= 1985–86 Liga Alef =

Israeli football season

The 1985–86 Liga Alef season saw Hapoel Beit She'an (champions of the North Division) and Hapoel Dimona (champions of the South Division) win the title and promotion to Liga Artzit. Beitar Nahariya also promoted after promotion play-offs.

==North Division==

| Pos | Team | Pld | W | D | L | GF | GA | GD | Pts | Promotion or relegation |
| 1 | Hapoel Beit She'an | 26 | – | – | – | 51 | 23 | +28 | 36 | Promoted to Liga Artzit |
| 2 | Beitar Nahariya | 26 | – | – | – | 35 | 25 | +10 | 34 | Promotion play-offs |
| 3 | Maccabi Hadera | 26 | – | – | – | 41 | 30 | +11 | 31 |  |
| 4 | Hapoel Kiryat Ata | 26 | – | – | – | 22 | 20 | +2 | 29 |
| 5 | Hapoel Kiryat Shmona | 26 | – | – | – | 29 | 29 | 0 | 27 |
| 6 | Hapoel Aliyah Kfar Saba | 26 | – | – | – | 35 | 34 | +1 | 26 |
| 7 | Hapoel Ra'anana | 26 | – | – | – | 24 | 26 | −2 | 25 |
| 8 | Maccabi Ahi Nazareth | 26 | – | – | – | 36 | 39 | −3 | 24 |
| 9 | Hapoel Tirat HaCarmel | 26 | – | – | – | 28 | 43 | −15 | 24 |
| 10 | Maccabi Afula | 26 | – | – | – | 21 | 33 | −12 | 23 |
| 11 | Maccabi Tamra | 26 | – | – | – | 37 | 36 | +1 | 22 |
| 12 | Maccabi Or Akiva | 26 | – | – | – | 31 | 33 | −2 | 21 |
| 13 | Hapoel Nazareth Illit | 26 | – | – | – | 23 | 31 | −8 | 21 | Relegated to Liga Bet |
| 14 | Maccabi Shefa-'Amr | 26 | – | – | – | 30 | 41 | −11 | 21 |

==South Division==

Tzafririm Holon merged with Liga Artzit club, Hapoel Holon. thus, leaving the league with 13 clubs.

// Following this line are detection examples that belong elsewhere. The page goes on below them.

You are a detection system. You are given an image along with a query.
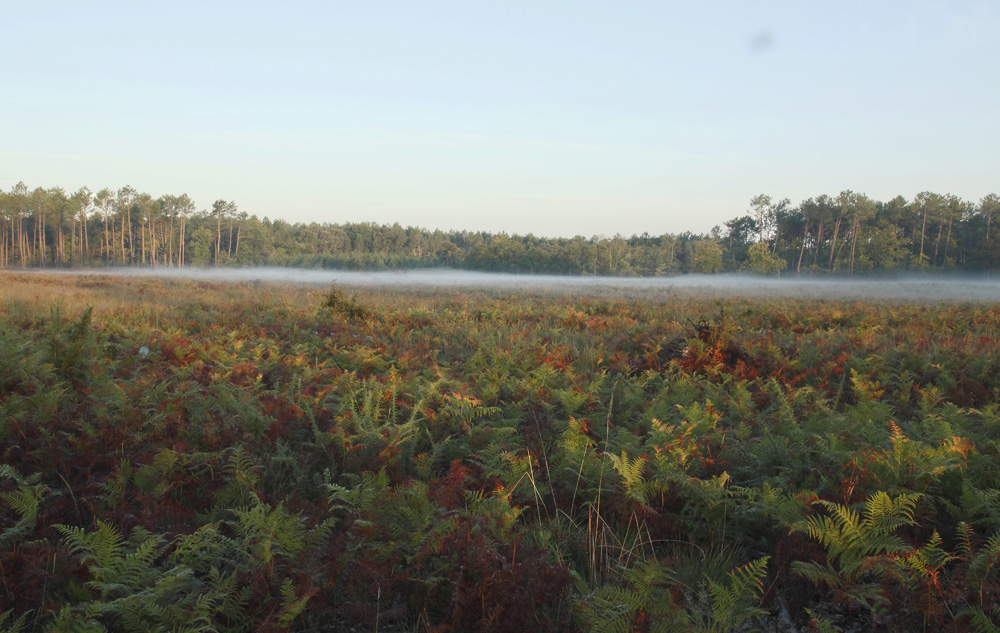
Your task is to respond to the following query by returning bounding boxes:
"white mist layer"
[17,268,1000,302]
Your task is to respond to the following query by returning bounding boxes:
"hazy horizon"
[17,267,1000,302]
[0,0,1000,237]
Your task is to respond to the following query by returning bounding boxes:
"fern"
[0,611,30,633]
[0,464,49,550]
[791,491,920,611]
[278,579,311,630]
[608,450,649,506]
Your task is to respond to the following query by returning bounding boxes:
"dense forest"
[0,183,1000,276]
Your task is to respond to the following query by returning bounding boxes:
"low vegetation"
[0,274,1000,632]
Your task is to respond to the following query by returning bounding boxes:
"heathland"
[0,272,1000,632]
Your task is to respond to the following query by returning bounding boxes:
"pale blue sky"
[0,0,1000,236]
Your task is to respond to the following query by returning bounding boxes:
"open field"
[0,272,1000,631]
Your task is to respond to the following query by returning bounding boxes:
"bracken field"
[0,273,1000,632]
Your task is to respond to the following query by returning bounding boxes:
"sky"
[0,0,1000,237]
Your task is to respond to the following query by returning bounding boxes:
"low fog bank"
[23,268,1000,301]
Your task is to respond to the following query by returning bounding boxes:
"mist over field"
[29,268,1000,302]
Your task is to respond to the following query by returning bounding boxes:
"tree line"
[0,183,1000,276]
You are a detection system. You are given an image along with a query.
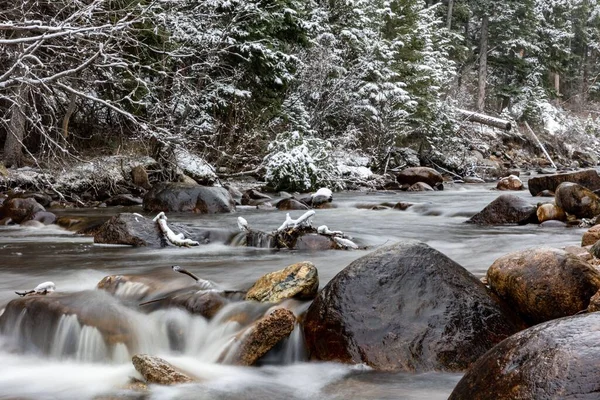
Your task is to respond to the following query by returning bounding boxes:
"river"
[0,185,583,400]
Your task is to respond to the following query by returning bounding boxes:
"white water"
[0,186,583,399]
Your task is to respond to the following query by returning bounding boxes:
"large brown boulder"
[581,225,600,246]
[131,354,194,385]
[527,169,600,196]
[144,183,235,214]
[467,194,537,225]
[555,182,600,218]
[94,213,167,247]
[449,313,600,400]
[396,167,444,187]
[0,197,46,224]
[536,203,567,224]
[246,261,319,303]
[224,308,296,366]
[304,241,523,371]
[487,248,600,324]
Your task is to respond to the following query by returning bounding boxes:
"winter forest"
[0,0,600,191]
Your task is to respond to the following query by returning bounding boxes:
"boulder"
[304,241,523,371]
[449,313,600,400]
[467,194,537,225]
[396,167,444,187]
[527,169,600,196]
[496,175,523,190]
[94,213,167,247]
[407,182,433,192]
[131,354,194,385]
[0,197,46,224]
[276,199,310,211]
[246,261,319,303]
[225,308,296,366]
[555,182,600,218]
[536,204,567,224]
[144,183,235,214]
[581,225,600,246]
[487,248,600,325]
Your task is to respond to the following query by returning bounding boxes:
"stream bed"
[0,185,584,400]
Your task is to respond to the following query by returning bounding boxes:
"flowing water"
[0,185,583,400]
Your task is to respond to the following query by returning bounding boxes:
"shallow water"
[0,185,583,400]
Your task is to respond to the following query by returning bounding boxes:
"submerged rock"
[527,169,600,196]
[304,241,522,371]
[449,313,600,400]
[467,194,537,225]
[246,261,319,303]
[225,308,296,366]
[396,167,444,187]
[131,354,194,385]
[487,248,600,324]
[555,182,600,218]
[144,183,235,214]
[94,213,167,247]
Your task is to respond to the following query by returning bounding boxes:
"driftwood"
[456,108,512,131]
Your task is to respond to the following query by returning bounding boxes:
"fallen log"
[456,108,512,131]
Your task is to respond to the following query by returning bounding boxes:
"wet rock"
[275,199,309,211]
[449,313,600,400]
[396,167,444,187]
[535,190,554,197]
[496,175,523,190]
[0,290,137,354]
[24,211,56,225]
[536,204,567,224]
[407,182,433,192]
[527,169,600,196]
[555,182,600,218]
[242,189,272,206]
[304,241,522,371]
[246,261,319,303]
[0,197,46,224]
[581,225,600,246]
[226,308,296,366]
[487,248,600,324]
[467,194,537,225]
[94,213,167,247]
[105,194,144,207]
[131,354,194,385]
[131,165,152,190]
[144,183,235,214]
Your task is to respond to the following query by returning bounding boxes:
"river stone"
[0,197,46,224]
[581,225,600,246]
[276,199,310,211]
[0,290,137,352]
[555,182,600,218]
[527,169,600,196]
[144,183,235,214]
[406,182,433,192]
[487,247,600,325]
[226,308,296,366]
[131,354,193,385]
[246,261,319,303]
[396,167,444,187]
[449,313,600,400]
[94,213,167,247]
[466,194,537,225]
[536,204,567,224]
[496,175,523,190]
[304,241,523,372]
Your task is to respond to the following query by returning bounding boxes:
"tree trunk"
[4,83,29,167]
[477,15,489,111]
[446,0,454,30]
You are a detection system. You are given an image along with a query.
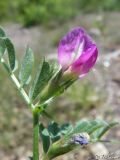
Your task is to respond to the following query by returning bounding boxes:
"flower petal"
[58,28,84,69]
[71,44,98,77]
[58,27,94,70]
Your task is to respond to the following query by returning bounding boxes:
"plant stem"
[33,112,39,160]
[1,58,34,109]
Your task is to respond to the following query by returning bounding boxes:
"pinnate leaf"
[29,60,53,100]
[19,48,34,85]
[3,37,15,70]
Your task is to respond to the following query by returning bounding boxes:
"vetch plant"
[0,27,117,160]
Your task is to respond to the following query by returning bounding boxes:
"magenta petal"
[58,27,98,76]
[58,28,84,69]
[71,45,98,77]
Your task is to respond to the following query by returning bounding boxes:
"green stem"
[33,112,39,160]
[1,58,34,109]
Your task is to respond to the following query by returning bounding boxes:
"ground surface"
[0,13,120,160]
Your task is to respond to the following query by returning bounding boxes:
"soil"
[0,13,120,160]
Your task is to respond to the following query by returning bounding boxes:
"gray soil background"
[0,13,120,160]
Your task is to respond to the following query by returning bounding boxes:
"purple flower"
[58,27,98,77]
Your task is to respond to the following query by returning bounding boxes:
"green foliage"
[40,119,118,158]
[0,27,6,58]
[40,124,50,153]
[29,60,53,100]
[19,48,34,86]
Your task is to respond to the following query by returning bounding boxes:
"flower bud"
[58,27,98,77]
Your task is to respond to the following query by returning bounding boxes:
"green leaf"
[4,37,15,70]
[0,27,6,58]
[48,122,61,142]
[92,121,119,139]
[0,39,6,59]
[19,48,34,85]
[60,123,73,135]
[29,60,52,100]
[40,124,50,153]
[0,26,6,37]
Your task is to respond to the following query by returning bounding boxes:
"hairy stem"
[1,58,34,109]
[33,112,39,160]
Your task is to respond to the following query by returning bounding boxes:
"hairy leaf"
[39,124,50,153]
[4,37,15,70]
[0,27,6,58]
[29,60,53,100]
[19,48,34,85]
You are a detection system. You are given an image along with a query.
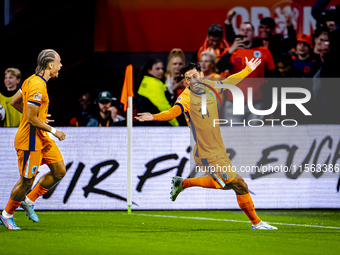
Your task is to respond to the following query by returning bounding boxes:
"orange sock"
[27,183,48,202]
[236,193,261,225]
[182,176,219,189]
[5,198,21,214]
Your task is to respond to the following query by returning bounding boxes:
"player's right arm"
[135,105,182,122]
[11,89,23,113]
[27,104,66,141]
[135,88,190,122]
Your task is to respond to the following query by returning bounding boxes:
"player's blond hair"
[35,49,58,75]
[200,50,217,72]
[5,67,21,79]
[165,48,185,78]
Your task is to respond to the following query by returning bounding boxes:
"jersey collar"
[188,86,205,95]
[35,74,47,83]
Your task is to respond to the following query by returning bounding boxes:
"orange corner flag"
[120,65,133,112]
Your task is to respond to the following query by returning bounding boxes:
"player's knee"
[54,166,66,180]
[233,177,249,195]
[22,178,34,189]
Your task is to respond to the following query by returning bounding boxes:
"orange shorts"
[195,152,237,189]
[17,140,63,179]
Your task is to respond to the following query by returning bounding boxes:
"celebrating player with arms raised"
[0,49,66,230]
[136,58,277,229]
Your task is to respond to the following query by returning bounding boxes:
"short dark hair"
[242,21,255,32]
[179,62,202,75]
[138,58,163,84]
[208,24,223,38]
[260,17,276,29]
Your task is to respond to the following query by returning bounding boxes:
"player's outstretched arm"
[135,105,182,122]
[246,57,261,71]
[135,112,154,122]
[11,89,24,113]
[222,57,261,85]
[27,104,66,141]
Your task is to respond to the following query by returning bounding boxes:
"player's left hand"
[45,114,54,124]
[246,57,261,71]
[135,112,154,122]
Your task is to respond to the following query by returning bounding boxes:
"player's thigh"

| Pos | Team | Pld | W | D | L | GF | GA | GD | Pts | Promotion or relegation |
| 1 | Hapoel Dimona | 24 | – | – | – | 28 | 12 | +16 | 32 | Promoted to Liga Artzit |
| 2 | Hapoel Rishon LeZion | 24 | – | – | – | 28 | 16 | +12 | 30 | Promotion play-offs |
| 3 | Beitar Be'er Sheva | 24 | – | – | – | 24 | 16 | +8 | 29 |  |
| 4 | Maccabi Lazarus Holon | 24 | – | – | – | 22 | 16 | +6 | 29 |
| 5 | Hapoel Ashkelon | 24 | – | – | – | 14 | 14 | 0 | 25 |
| 6 | Hapoel Kiryat Malakhi | 24 | – | – | – | 23 | 20 | +3 | 24 |
| 7 | Hapoel Bat Yam | 24 | – | – | – | 18 | 19 | −1 | 24 |
| 8 | Hapoel Kiryat Ono | 24 | – | – | – | 18 | 23 | −5 | 22 |
| 9 | Maccabi Kiryat Gat | 24 | – | – | – | 22 | 24 | −2 | 21 |
| 10 | Hapoel Or Yehuda | 24 | – | – | – | 18 | 26 | −8 | 21 |
| 11 | Hapoel Azor | 24 | – | – | – | 16 | 22 | −6 | 20 |
| 12 | Hapoel Yeruham | 24 | – | – | – | 8 | 19 | −11 | 19 |
| 13 | Maccabi HaShikma Ramat Gan | 24 | – | – | – | 15 | 27 | −12 | 16 | Relegated to Liga Bet |

==Promotion play-offs==

Beitar Nahariya promoted to Liga Artzit.